Читаем Так говорил… Лем (Беседы со Станиславом Лемом) полностью

- Конечно, он был Oberarzt[6]. За богатырскую выправку русские разрешили его подразделению идти в плен с саблями, но сразу же после того, на первой станции за Пшемыслем, все сабли у них отобрали. Когда отец сбежал и добрался до наших мест, был уже май. Как офицера в мундире его немедленно схватили и повели на расстрел, но, к счастью, его заметил стоящий на тротуаре знакомый парикмахер из Львова, который знал какого-то красного коменданта, тут же побежал к нему, и отца вытащили. Если бы тогда на том тротуаре не оказалось парикмахера, я бы сейчас с вами не разговаривал.

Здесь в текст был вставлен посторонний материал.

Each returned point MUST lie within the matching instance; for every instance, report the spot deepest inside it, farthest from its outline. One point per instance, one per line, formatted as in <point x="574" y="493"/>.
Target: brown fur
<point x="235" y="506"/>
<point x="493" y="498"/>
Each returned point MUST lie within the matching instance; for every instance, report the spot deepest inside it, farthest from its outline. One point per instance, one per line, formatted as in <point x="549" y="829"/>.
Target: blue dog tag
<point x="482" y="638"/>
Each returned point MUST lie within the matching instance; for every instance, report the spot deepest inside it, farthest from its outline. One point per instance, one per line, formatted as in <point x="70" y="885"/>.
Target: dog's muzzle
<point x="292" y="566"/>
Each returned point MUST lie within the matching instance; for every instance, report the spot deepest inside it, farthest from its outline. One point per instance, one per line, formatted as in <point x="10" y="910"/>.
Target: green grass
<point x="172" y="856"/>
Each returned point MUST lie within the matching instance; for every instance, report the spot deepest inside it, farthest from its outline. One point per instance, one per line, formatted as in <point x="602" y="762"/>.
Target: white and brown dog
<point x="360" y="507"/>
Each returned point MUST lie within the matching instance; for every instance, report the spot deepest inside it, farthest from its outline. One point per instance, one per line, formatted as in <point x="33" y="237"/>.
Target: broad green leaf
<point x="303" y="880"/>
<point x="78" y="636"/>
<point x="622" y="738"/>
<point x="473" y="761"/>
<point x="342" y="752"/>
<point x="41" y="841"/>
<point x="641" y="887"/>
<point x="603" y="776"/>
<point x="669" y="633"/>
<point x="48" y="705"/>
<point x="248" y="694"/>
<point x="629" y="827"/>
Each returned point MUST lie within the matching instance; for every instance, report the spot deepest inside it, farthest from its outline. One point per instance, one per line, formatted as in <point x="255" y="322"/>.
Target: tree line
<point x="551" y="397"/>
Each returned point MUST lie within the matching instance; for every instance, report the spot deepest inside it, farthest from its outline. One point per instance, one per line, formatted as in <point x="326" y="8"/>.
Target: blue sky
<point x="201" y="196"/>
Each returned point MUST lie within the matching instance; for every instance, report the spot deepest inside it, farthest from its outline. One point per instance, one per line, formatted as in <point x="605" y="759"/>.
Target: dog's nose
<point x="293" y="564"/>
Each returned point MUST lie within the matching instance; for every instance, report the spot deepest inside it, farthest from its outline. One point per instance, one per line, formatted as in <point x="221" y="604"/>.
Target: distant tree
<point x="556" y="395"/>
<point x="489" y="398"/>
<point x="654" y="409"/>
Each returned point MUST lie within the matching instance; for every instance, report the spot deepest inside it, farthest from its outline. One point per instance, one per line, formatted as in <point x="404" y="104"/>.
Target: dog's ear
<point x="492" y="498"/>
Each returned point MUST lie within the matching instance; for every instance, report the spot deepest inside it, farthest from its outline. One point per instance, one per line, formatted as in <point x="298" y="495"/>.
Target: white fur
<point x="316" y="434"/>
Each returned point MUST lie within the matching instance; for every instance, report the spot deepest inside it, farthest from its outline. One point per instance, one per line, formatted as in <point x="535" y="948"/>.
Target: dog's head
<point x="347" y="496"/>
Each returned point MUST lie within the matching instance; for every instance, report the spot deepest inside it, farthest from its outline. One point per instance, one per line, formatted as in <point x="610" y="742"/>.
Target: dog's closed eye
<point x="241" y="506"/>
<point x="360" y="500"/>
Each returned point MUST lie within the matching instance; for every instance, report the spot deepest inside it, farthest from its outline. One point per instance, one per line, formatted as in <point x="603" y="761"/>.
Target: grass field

Забавно, но отец доктора Крауса, который пригласил меня с женой из Берлина в Вену в качестве гостей Osterreichisches Institut fur Literatur[7], тоже был австрийским офицером. Работал на лесоповале на юге России. Когда они возвращались домой, их задержали красные и велели им показать руки. Те, у кого на руках были мозоли, уцелели, а люди с белыми руками были немедленно убиты. Краус работал лесорубом, так что следы на руках остались. Это его спасло. Все это, конечно, противоречило Женевской конвенции, но у Советов, как видите, убийства осуществлялись молниеносно.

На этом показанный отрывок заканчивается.